Maybe the rating fees should be based on number of sections AND number of players AND number of games. Such a structure would recognize that all three of these contribute to costs. Something like this:
Submitted on-line: $5.00 per section, plus 35 cents per player, plus 10 cents per game.
Submitted on paper: $5.00 per section, plus 50 cents per player, plus 30 cents per game.
This would eliminate the need for a minimum, since everything would cost at least $5.00. And it would remove much of the objection to large fees for blitz events, as additional games (without additional players) don’t add much.
The scheme would also recognize that, for events submitted on paper, the per-game cost is legitimately a higher proportion of the total cost than it is for on-line submissions.
It would be better for organizers of long events, such as blitz tournaments. It would be simple, not complex, to have a per-section fee and a per-player fee and a per-game fee, and would smooth out some of the inconsistencies.
I, for one, will be less inclined to submit blitz tournaments for rating. Our typical blitz is a 12-player round robin - rating fee $11.88. Now it will be $16.50. We don’t charge entry fees or have prizes and the rating fee is paid for by the affiliate. Perhaps we’d be better off charging $5 to play, having a $100 prize fund (increasing participation) and not bothering to have it rated.
The fact that the new board immediately takes action to increase the cost of running tournaments is a very bad sign.
You hit the minimum as soon as you rate 12 games. 25 percent of USCF tournaments have fewer than 12 games? I doubt it, but I know who would know for sure.
Anyway, in the scheme of life’s expenses, the new rates seem reasonable. I can’t think of much else I can do for $0.25. That gets me half an hour on a parking meter, a large gumball or a postcard stamp. If it ensures that very-much-improved rating system breaks even, then bravo.

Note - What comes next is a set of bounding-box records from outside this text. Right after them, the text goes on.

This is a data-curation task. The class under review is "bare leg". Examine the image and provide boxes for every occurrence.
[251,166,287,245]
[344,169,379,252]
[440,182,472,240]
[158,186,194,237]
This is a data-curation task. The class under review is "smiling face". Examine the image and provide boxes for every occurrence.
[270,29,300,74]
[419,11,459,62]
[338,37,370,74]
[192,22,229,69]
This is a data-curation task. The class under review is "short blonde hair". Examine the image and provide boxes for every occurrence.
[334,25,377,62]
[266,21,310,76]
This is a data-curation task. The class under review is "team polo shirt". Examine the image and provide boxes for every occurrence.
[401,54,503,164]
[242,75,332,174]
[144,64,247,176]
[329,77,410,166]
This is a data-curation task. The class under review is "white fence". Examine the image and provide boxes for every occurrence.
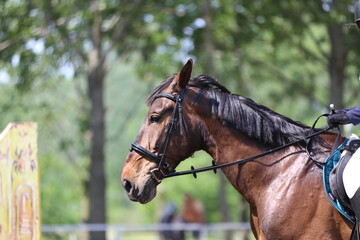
[42,223,251,240]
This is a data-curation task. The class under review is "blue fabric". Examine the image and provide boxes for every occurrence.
[323,139,355,224]
[346,105,360,125]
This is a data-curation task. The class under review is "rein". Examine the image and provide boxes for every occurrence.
[164,126,332,178]
[130,88,333,183]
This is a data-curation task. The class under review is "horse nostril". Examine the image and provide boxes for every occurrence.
[123,179,132,193]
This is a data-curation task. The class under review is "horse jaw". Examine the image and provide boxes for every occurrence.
[121,158,159,204]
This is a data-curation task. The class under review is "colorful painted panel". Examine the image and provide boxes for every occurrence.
[0,123,41,240]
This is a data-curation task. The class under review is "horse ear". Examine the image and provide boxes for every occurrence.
[173,58,193,90]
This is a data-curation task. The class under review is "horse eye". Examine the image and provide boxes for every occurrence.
[149,115,160,123]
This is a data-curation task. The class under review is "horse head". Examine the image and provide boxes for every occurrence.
[121,59,199,204]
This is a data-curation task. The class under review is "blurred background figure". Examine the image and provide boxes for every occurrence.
[181,193,205,239]
[160,202,184,240]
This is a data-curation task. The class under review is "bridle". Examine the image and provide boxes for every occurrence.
[130,88,186,183]
[130,88,333,183]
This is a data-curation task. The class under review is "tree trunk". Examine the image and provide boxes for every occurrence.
[88,50,106,240]
[328,24,348,109]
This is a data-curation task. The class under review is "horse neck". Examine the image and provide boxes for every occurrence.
[198,114,307,205]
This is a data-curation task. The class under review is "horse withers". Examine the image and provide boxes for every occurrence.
[121,60,352,239]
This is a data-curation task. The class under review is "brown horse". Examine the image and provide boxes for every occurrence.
[121,59,352,240]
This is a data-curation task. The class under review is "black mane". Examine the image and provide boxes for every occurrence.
[147,75,321,150]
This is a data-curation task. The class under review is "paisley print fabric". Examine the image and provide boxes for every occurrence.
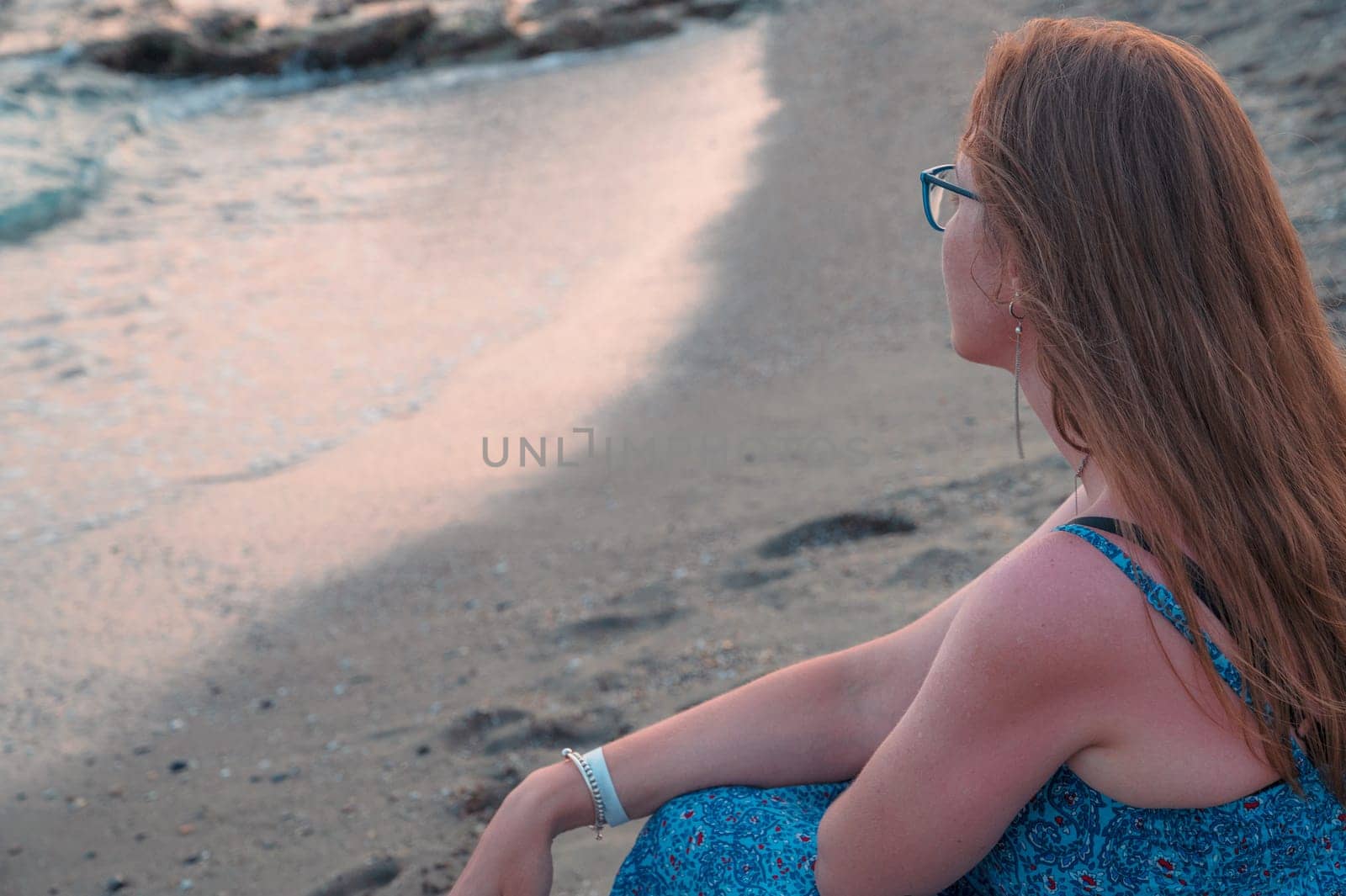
[611,523,1346,896]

The $5 per section would be a burden on some tournaments (I’m thinking of the annual Hadley scholastic class with three grade-based divisions that each have nine sections, but there are other states with a similar type of tournament - uschess.org/msa/XtblMain.php … 1-10336015 ). When submitted on-line it doesn’t seem like there is much more work than if the sections of the three divisions were consolidated and it was submitted as a three section tournament.

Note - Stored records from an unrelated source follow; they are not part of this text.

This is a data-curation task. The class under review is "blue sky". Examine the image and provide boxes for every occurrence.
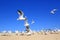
[0,0,60,31]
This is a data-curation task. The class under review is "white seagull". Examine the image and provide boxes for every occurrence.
[51,9,57,14]
[17,10,26,20]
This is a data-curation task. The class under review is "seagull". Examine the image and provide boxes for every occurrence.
[17,10,26,20]
[31,20,35,24]
[51,9,57,14]
[24,20,29,26]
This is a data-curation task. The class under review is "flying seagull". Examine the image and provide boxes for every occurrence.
[17,10,26,20]
[51,9,57,14]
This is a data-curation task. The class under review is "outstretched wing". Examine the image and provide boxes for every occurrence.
[17,10,24,16]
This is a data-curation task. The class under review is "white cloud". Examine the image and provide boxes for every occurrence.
[50,9,57,14]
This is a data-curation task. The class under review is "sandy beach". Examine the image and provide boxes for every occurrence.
[0,32,60,40]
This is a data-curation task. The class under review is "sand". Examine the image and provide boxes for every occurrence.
[0,32,60,40]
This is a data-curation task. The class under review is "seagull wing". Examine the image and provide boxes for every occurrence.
[18,10,24,16]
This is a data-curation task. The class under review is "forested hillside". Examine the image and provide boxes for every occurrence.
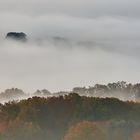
[0,93,140,140]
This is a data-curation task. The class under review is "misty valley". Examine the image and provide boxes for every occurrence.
[0,0,140,140]
[0,81,140,140]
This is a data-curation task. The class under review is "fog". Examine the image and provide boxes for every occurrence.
[0,0,140,92]
[0,38,140,92]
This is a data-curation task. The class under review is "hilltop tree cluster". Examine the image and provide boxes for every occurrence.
[0,93,140,140]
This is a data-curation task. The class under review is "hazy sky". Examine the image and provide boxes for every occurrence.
[0,0,140,91]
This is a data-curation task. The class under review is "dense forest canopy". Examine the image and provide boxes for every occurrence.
[0,81,140,103]
[0,93,140,140]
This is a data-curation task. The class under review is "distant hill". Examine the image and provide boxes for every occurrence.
[6,32,27,41]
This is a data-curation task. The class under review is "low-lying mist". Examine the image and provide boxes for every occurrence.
[0,37,140,92]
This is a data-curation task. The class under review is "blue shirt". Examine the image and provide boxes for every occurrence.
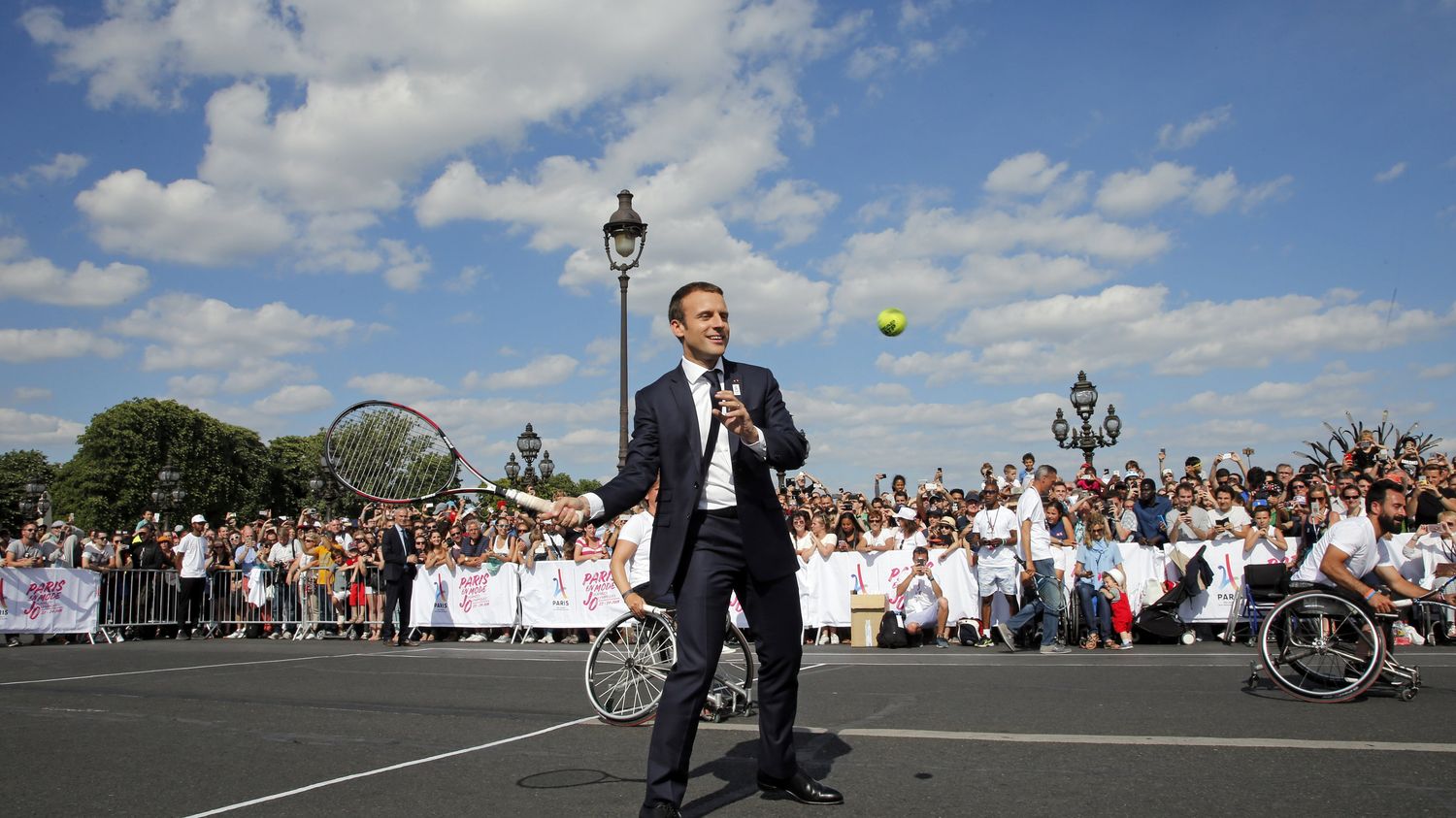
[1133,495,1174,540]
[1077,540,1123,588]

For that matter, you would give some TDs an incentive to submit everything as a single section tournament (multiple quads first come to mind).
Also, it would throw an additional burden on cross-sectional games that are often put in an extra games section.
The fact that 25% of the events are at the minimum does not mean that 25% of the rating income isn’t affected. I doubt that as much as 10% of the games are played in minimum events. Probably not even $5.
OK, I can see some problems with a per-section fee. The main point of my proposal, though, was to recognize that costs depend more on the number of players than on the number of games. Having a per-player fee instead of, or in addition to, a per-game fee would tend to smooth things out.
Bill, while I can see your point with regards to economies of scale for large events, in order for such a proposal to work (ie, to generate the amount of revenue it takes to run the ratings department, which is why the rates are being increased) we would probably have to increase the per-game rate for smaller events, in effect having them subsidize the larger events.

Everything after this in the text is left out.